When the fruit is collected, it should be put in a dry airy place, to await the process of grinding. For this we adopt the plan of spreading it in sheds or outhouses on wattled hurdles. This keeps it from the rain, by which it becomes sodden when in exposed heaps: then the wind will only partially dry it, and the result will be a general heating of the mass, which results, if not in quick decay amounting to absolute rottenness, yet in that state, technically called “moisey,”[31] or dead, in which the juices are nearly dried up and the fruit flavourless.
[31] Apple moise, or apple moce, was an old dish made of pressed apples. In cider counties apples are called moisey when they are juiceless, dry, and without flavour—dead. (See Archaic Dictionaries.)

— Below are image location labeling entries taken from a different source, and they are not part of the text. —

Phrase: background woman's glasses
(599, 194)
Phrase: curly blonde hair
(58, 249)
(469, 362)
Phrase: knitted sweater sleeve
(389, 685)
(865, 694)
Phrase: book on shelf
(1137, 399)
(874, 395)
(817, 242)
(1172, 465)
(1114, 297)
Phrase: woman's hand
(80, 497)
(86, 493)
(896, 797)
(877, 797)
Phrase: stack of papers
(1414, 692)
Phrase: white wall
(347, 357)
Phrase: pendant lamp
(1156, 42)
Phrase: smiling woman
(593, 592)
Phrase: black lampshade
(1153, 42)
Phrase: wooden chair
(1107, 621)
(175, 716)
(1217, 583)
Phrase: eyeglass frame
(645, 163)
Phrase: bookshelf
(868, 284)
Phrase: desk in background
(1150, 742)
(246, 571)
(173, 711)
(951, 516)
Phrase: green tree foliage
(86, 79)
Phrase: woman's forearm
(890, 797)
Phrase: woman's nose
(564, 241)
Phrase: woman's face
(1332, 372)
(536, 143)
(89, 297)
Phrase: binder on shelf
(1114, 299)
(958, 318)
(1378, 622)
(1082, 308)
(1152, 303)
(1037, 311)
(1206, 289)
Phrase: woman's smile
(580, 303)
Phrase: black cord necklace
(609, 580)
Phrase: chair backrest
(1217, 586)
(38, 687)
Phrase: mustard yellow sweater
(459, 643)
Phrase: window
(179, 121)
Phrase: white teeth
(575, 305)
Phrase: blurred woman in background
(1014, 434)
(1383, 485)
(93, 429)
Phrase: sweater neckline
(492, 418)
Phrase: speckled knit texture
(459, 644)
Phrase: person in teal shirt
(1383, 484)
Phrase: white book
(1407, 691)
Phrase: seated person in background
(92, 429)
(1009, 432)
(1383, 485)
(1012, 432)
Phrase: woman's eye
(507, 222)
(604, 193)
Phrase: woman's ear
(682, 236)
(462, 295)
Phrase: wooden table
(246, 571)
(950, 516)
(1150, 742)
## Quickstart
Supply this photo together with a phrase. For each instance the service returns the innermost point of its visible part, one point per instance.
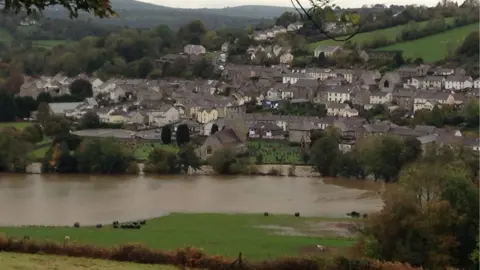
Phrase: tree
(166, 134)
(55, 126)
(110, 157)
(81, 89)
(440, 193)
(214, 129)
(8, 108)
(90, 120)
(162, 162)
(13, 151)
(183, 134)
(188, 159)
(100, 8)
(43, 112)
(32, 134)
(325, 155)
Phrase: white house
(328, 51)
(286, 58)
(455, 82)
(341, 109)
(380, 98)
(476, 83)
(339, 94)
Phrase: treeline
(128, 52)
(416, 30)
(383, 157)
(52, 29)
(395, 17)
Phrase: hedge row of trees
(383, 157)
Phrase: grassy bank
(48, 262)
(257, 236)
(389, 33)
(435, 47)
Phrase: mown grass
(48, 44)
(389, 33)
(5, 35)
(216, 234)
(435, 47)
(274, 152)
(17, 125)
(18, 261)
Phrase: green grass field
(9, 261)
(216, 234)
(5, 35)
(435, 47)
(390, 33)
(274, 152)
(17, 125)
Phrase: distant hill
(145, 15)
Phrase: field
(17, 125)
(390, 33)
(274, 152)
(49, 262)
(435, 47)
(47, 44)
(5, 35)
(256, 236)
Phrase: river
(48, 199)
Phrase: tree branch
(311, 12)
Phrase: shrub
(187, 257)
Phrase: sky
(286, 3)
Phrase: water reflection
(65, 199)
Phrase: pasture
(49, 262)
(435, 47)
(257, 236)
(17, 125)
(275, 152)
(389, 33)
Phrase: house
(260, 36)
(341, 109)
(294, 26)
(428, 100)
(206, 115)
(380, 98)
(458, 82)
(328, 51)
(226, 138)
(442, 71)
(286, 58)
(191, 49)
(300, 131)
(476, 83)
(409, 71)
(137, 117)
(279, 30)
(62, 108)
(436, 82)
(116, 117)
(339, 94)
(390, 81)
(225, 47)
(164, 115)
(265, 131)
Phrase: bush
(188, 257)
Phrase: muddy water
(65, 199)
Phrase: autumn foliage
(187, 257)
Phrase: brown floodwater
(64, 199)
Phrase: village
(145, 106)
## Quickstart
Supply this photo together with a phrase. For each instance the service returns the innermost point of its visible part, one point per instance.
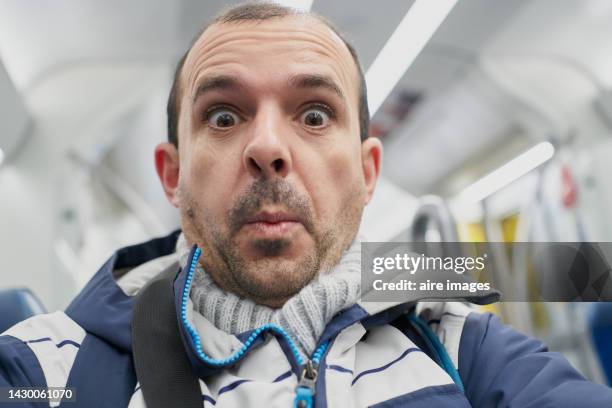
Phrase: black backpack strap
(163, 369)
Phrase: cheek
(334, 176)
(207, 175)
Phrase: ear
(371, 156)
(167, 166)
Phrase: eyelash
(328, 110)
(208, 112)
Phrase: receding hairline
(294, 14)
(255, 13)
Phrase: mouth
(272, 225)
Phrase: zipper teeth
(195, 337)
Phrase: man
(269, 163)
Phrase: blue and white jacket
(369, 355)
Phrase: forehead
(296, 42)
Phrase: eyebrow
(304, 81)
(216, 83)
(313, 81)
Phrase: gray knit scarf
(304, 316)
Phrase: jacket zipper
(305, 391)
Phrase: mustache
(270, 191)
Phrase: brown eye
(315, 118)
(223, 118)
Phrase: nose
(267, 152)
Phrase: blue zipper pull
(305, 390)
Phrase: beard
(272, 276)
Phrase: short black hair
(261, 11)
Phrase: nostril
(278, 165)
(253, 164)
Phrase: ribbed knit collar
(304, 316)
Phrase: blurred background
(496, 117)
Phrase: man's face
(271, 176)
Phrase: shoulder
(40, 350)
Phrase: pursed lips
(272, 224)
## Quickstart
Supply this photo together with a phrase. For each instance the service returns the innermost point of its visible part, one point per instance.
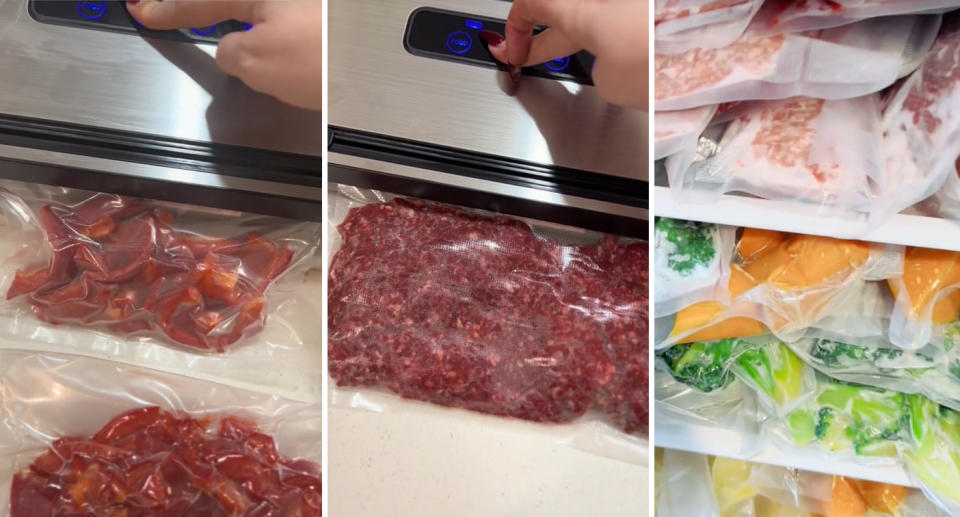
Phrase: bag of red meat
(682, 25)
(805, 150)
(143, 270)
(921, 127)
(840, 63)
(460, 309)
(82, 436)
(783, 16)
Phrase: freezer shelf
(720, 441)
(903, 229)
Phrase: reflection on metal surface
(480, 185)
(378, 87)
(157, 87)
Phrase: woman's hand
(615, 31)
(279, 56)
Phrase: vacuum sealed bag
(488, 313)
(782, 283)
(780, 16)
(840, 63)
(141, 270)
(82, 436)
(798, 150)
(691, 262)
(682, 25)
(921, 125)
(678, 131)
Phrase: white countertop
(432, 461)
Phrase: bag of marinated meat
(459, 308)
(84, 436)
(922, 125)
(839, 63)
(682, 25)
(691, 262)
(145, 271)
(800, 149)
(782, 283)
(678, 131)
(927, 293)
(782, 16)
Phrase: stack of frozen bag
(843, 347)
(844, 106)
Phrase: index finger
(181, 14)
(525, 15)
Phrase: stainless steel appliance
(89, 99)
(418, 107)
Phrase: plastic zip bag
(839, 63)
(779, 16)
(798, 150)
(691, 262)
(424, 298)
(682, 25)
(921, 126)
(146, 271)
(783, 283)
(46, 397)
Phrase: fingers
(180, 14)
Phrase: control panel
(452, 36)
(112, 15)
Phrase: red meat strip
(476, 312)
(150, 462)
(124, 267)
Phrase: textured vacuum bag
(839, 63)
(71, 429)
(488, 313)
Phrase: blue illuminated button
(92, 9)
(204, 30)
(558, 65)
(459, 42)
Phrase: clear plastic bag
(921, 125)
(678, 131)
(780, 16)
(141, 270)
(839, 63)
(58, 401)
(682, 25)
(798, 150)
(782, 283)
(691, 263)
(490, 314)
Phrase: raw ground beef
(477, 312)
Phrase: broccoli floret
(693, 243)
(835, 354)
(703, 366)
(824, 420)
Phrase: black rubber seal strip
(130, 147)
(485, 167)
(561, 180)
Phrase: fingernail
(514, 71)
(491, 38)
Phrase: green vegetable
(693, 243)
(835, 355)
(701, 365)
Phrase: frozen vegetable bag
(83, 436)
(489, 313)
(136, 270)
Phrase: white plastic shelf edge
(903, 229)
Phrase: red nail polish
(491, 38)
(514, 72)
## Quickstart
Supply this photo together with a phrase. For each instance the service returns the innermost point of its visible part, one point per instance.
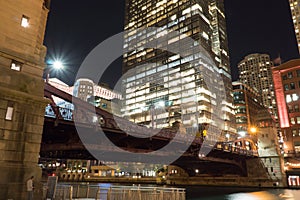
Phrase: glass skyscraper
(176, 65)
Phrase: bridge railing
(118, 192)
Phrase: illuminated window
(292, 86)
(25, 21)
(295, 97)
(292, 120)
(286, 87)
(288, 98)
(9, 111)
(15, 65)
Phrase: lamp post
(57, 65)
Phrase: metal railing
(69, 192)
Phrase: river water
(229, 193)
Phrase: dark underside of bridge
(61, 141)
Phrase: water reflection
(210, 193)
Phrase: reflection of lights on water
(104, 185)
(252, 196)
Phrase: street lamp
(57, 65)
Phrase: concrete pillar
(22, 105)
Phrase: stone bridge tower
(22, 106)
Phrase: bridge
(62, 141)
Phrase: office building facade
(185, 71)
(295, 11)
(287, 86)
(255, 71)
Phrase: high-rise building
(247, 108)
(295, 10)
(287, 88)
(22, 103)
(255, 71)
(176, 80)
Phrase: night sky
(75, 27)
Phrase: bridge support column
(20, 139)
(22, 104)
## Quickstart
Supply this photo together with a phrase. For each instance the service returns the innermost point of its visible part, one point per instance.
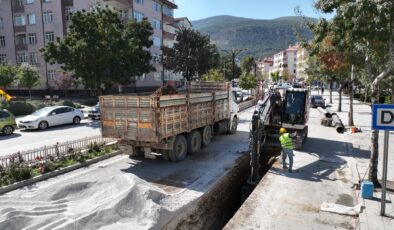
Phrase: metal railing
(55, 151)
(247, 104)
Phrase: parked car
(316, 101)
(7, 122)
(51, 116)
(94, 112)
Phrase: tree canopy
(192, 55)
(101, 49)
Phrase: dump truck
(168, 123)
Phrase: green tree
(248, 82)
(248, 64)
(192, 54)
(64, 82)
(28, 77)
(275, 76)
(370, 27)
(102, 50)
(7, 75)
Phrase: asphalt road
(23, 140)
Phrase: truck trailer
(168, 123)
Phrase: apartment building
(265, 66)
(285, 62)
(27, 25)
(170, 26)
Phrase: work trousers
(287, 153)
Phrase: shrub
(20, 108)
(89, 102)
(51, 166)
(68, 103)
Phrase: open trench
(216, 207)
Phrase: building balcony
(127, 3)
(168, 36)
(20, 29)
(18, 9)
(167, 19)
(21, 47)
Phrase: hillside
(261, 38)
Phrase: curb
(55, 173)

We have seen heaps of apples, consisting of many waggon-loads, in the orchard at Christmas, when wet and frost had so preyed upon them that none of their proper juices remained. This is certain to make a cider which will be of inferior quality; and though some of our friends boast of the good quality of their cider which has been made in the roughest manner, yet one cannot help thinking how much better it might have been with the fruit carefully collected, and kept until it could be ground. Still, with all our care in this matter, disappointment is sometimes the result; for it is with cider as with wine, the season will have a great deal to do with it, though with both, the manner of making and storing will be all-important matters, to which we shall advert in the next chapter.
We much object to the gathering of fruit for any purpose in the wet. Were it not for the expense, it would be better to take advantage of dry weather, and to collect even cider-fruit by hand-picking before it has become dead ripe, and so let the ripening process be completed in some dry storing-place. In our own experience of cider-making, the two or three casks made for home consumption from carefully picked and well-kept fruit are usually of the best quality, and so made we believe cider to be a most agreeable and very wholesome beverage,—to paraphrase Isaac Walton, only fit for farmers or very honest men. As long, however, as rough people are about who never know when they have had enough, the rougher cider made by a ruder process is quite good enough.
It must be obvious to all that if a man can drink as much as four gallons of good cider in a day’s mowing, he would be better off with a less quantity of an inferior sort, supplemented with tea or coffee.
[CHAPTER L.]
ON CIDER-MAKING AND ITS MANAGEMENT.
In making cider or perry it is well not to begin unless the weather be moderately cool, as in hot weather the changes in the fluid become too rapid, and it consequently does not keep well.